Guerre e conflitti armati possono avere un impatto devastante anche sulla fauna selvatica, ma raramente sono al centro dei dibattiti sulla conservazione. Dove le guerre devastano e destabilizzano i paesi, infatti, spesso a farne le spese sono anche gli animali selvatici, cacciati e uccisi direttamente dai militari o ritornati a essere l'unica fonte di cibo per le comunità messe in ginocchio dai conflitti.
Ma se l'impatto diretto della guerra sulla fauna è piuttosto intuibile e facile da immaginare, ancor meno si sa sulle conseguenze a lungo termine che i conflitti armati generano sugli animali e il loro comportamento. Un nuovo studio recentemente pubblicato sulla rivista The American Naturalist ha dimostrato come anche a distanza di diversi anni dalla fine della guerra civile, gli uccelli selvatici in Sri Lanka continuano a vivere in uno "stato di paura" e sono molto diffidenti nei confronti dell'uomo.
La guerra civile in Sri Lanka
La guerra civile in Sri Lanka è iniziata nel 1983 ed è durata ben 26 anni, prima di concludersi definitivamente nel 2009. Nella regione hanno perso la vita un numero indefinito di persone, secondo alcune stime tra le 40 e 70mila. Durante l'escalation di violenza, mentre la guerra devastava il Paese, sono stati segnalati numerosi incidenti con la fauna selvatica, con animali abbattuti direttamente a colpi d'arma da fuoco o finiti accidentalmente vittime delle mine antiuomo. A distanza di oltre 10 anni dalla fine dei conflitti i ricercatori si sono chiesti quindi se era possibile aspettarsi dei cambiamenti nel comportamento degli animali selvatici nei confronti dell'uomo.
Per scoprirlo hanno studiato la distanza di fuga di 157 specie di uccelli che vivono nelle aree in cui i conflitti sono stati più intensi. La distanza di fuga è un parametro molto utilizzato per valutare il grado di confidenza o di timore di un animale nei confronti dell'uomo. Si tratta in pratica della distanza "di sicurezza" oltre la quale un animale avvicinato dall'uomo scappa o – in questo caso – vola via. La distanza di fuga è un parametro etologico estremamente variabile e plastico, che può cambiare sia tra le varie specie che tra i singoli individui. Basti pensare agli animali abituati a mangiare per mano dell'uomo (pessima pratica quasi sempre da condannare), che diventati troppo confidenti si lasciano avvicinare fino a distanze pericolosamente brevi.
Anche gli uccelli non dimenticano
Gli scienziati hanno quindi misurato e raccolto un totale di 1400 eventi di fuga, comparandoli successivamente con quelli relativi alle distanze di fuga nei confronti dell'uomo raccolte però in zone che non erano state toccate dalla guerra civile. Dai risultati è emerso che la distanza di fuga degli uccelli alla vista dell'uomo era significativamente più elevata in quelle zone che erano state coinvolte profondamente dalla guerra civile rispetto a quelle in cui non ci sono stati conflitti.

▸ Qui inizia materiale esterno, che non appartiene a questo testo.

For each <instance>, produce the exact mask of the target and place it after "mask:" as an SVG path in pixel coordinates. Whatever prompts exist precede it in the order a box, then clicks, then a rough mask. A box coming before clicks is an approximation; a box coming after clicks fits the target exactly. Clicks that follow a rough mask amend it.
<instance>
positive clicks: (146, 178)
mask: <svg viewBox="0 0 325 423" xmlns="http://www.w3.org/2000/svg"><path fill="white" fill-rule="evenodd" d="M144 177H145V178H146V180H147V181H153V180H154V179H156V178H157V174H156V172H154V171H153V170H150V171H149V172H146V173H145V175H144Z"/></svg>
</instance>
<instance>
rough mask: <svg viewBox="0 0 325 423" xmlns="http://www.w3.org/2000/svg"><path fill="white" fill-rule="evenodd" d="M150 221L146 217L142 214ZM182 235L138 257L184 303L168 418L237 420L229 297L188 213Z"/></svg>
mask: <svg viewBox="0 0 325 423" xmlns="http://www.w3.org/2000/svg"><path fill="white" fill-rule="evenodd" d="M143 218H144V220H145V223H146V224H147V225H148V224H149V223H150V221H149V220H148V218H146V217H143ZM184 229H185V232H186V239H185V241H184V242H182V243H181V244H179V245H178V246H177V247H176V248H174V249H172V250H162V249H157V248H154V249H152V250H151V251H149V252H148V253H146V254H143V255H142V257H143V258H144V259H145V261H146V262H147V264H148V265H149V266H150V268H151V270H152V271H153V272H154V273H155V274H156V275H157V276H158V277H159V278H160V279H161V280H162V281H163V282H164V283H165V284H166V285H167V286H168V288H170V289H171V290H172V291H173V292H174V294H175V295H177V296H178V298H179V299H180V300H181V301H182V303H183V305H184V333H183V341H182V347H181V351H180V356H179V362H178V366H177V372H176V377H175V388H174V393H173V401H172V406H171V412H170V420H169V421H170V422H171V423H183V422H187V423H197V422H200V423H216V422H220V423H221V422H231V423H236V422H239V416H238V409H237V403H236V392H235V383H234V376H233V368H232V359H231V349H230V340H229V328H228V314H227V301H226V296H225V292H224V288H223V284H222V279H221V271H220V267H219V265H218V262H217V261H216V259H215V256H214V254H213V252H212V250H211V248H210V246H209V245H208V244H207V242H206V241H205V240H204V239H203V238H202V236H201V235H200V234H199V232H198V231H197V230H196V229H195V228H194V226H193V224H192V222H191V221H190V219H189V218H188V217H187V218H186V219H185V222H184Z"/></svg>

Inoltre le specie più timorose tra tutte erano gli uccelli di maggiori dimensioni, dato che coincide con l'ipotesi che la guerra abbia portato a una maggiore pressione venatoria proprio nei confronti di queste specie.
Questo studio dimostra quindi che la guerra e le attività umane possono lasciare un segno indelebile negli animali selvatici, e a distanza di molti anni gli uccelli continuano ad associare alla sola presenza umana eventi pericolosi o traumatici passati. Alterano di conseguenza il loro comportamento e vivono in un "clima di terrore", scappano via molto a distanze notevolmente maggiori. Il "ricordo" della devastazione della guerra resta perciò tangibile – e a quanto pare indelebile – persino nella memoria delle specie selvatiche.